Dan Widsten was a millwright for Howe Sound Pulp and Paper Corporation in British Columbia. His work was considered good, but over his 23 years of employment he had anger management issues. In 2009 and 2010, Widsten was suspended three times for misconduct involving supervisors. By the third suspension, the company felt it was necessary to draw up a “last chance letter.” The letter stipulated that “further incidents of inappropriate conduct with company management personnel will not occur” and required Widsten to take an anger management program.
In December 2010, Widsten was involved in another incident with a co-worker and it turned out he hadn’t been attending the anger management program regularly. He was suspended for six weeks and a more formal last chance agreement was drawn up where Widsten was required to complete the anger management program and provide proof of its completion. The agreement stated that “any further behavioural issues in the workplace will result in your termination.”
The company clarified that the behavioural issues referred to would have to be “of a like or similar nature” as Widsten’s previous incidents.
Widsten had no further problems for some time and was even commended by management twice for his work and his attitude. However, in the fall of 2012, he had to deal with an outside trainer. The trainer had been rude and condescending to some employees and Widsten had a couple of disagreements with him over his use of millwrights’ tools. Widsten had also expressed his frustration with the amount of contracting out.
On Oct. 4, 2012, the trainer installed some equipment and dropped by the mill before leaving. One machine was out of service, so he looked for a millwright to check on it, but all were busy. The machine superintendent suggested the trainer look at it himself, so he did.
The trainer fixed the machine and on his way out he saw Widsten, so he decided to advise him about the repairs. Widsten turned around and, according to the trainer, “erupted” in yelling and verbal insults. The trainer also claimed Widsten said if he caught him “working in his shop or on his machines then he would break my arm,” while waving a steel bar in front of him.
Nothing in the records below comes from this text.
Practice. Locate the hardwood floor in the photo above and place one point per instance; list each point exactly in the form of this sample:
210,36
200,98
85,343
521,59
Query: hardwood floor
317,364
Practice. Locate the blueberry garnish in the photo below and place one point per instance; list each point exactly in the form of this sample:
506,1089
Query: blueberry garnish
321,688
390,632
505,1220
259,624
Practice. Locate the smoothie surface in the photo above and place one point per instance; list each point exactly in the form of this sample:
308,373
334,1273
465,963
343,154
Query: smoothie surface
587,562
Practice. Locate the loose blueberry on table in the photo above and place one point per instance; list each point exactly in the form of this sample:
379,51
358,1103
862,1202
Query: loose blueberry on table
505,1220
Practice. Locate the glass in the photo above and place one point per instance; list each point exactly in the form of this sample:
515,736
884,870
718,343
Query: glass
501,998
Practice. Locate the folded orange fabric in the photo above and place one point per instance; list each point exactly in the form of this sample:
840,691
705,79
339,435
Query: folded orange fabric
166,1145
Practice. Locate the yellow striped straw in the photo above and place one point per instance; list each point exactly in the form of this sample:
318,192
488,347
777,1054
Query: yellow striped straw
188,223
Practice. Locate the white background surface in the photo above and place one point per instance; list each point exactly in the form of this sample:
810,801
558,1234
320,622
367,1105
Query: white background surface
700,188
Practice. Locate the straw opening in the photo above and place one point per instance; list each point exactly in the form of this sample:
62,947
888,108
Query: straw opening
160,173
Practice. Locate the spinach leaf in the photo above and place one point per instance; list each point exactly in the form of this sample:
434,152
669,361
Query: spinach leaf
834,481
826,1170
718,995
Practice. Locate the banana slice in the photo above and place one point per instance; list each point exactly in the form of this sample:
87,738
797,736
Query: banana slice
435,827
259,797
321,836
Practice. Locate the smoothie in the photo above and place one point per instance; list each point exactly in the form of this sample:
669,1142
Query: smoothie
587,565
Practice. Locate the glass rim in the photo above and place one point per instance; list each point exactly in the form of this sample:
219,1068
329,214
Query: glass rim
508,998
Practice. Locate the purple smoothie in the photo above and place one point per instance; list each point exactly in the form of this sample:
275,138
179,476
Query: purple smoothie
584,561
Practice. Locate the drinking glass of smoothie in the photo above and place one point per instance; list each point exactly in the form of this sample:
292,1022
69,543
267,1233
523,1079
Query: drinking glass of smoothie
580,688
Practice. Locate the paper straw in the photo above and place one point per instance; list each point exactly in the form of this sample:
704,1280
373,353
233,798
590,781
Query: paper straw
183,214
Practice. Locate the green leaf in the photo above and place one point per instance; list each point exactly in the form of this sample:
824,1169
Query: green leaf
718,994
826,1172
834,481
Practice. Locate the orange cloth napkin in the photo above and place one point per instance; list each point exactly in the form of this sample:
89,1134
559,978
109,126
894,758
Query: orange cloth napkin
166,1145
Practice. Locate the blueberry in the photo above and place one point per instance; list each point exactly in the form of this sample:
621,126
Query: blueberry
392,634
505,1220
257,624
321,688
The trainer reported the incident. The company investigated and other employees said they saw the trainer chasing Widsten while screaming and yelling. The trainer denied this and said Widsten’s behaviour was abusive.
Widsten had a different version of the incident, saying he told the trainer he should not be doing millwrights’ work, and the trainer was the one who “exploded.” Widsten admitted to getting angry, using profanity and saying, “the union is going to f---ing break you,” while punching his fist into his hand. He claimed he was trying to defuse things rather than escalate.
Widsten admitted his statements to the trainer were “over the line.” The company felt Widsten was downplaying his role in the incident and took the threat against the trainer seriously. Since Widsten was on a last chance agreement, the company dismissed him.
You Make the Call
Did the company have just cause for dismissal?
OR
Was there no just cause?
If you said the company did not have just cause for dismissal, you’re right. The arbitrator noted there were no witnesses to the incident, just some employees who saw the trainer chasing after Widsten. There was a problem with accepting the trainer’s account, since the trainer had not gotten along with others and was known to cause problems.
The arbitrator found it was more likely the trainer lost his temper before Widsten. Widsten acknowledged some responsibility for the incident, but the trainer portrayed himself as a victim and denied getting angry. Though both indicated Widsten may have threatened the trainer, it didn’t make sense for the trainer to stick around if he felt in danger, said the arbitrator.
Though Widsten played a role in the incident and was guilty of some misconduct, the arbitrator found the company shouldn’t have accepted the trainer’s version of events without an investigation. The trainer was as much a participant, which made Widsten’s behaviour “different than when he had challenged management personnel.” Since the last chance agreement specifically referred to conduct with management, the agreement should not have factored into the discipline, said the arbitrator.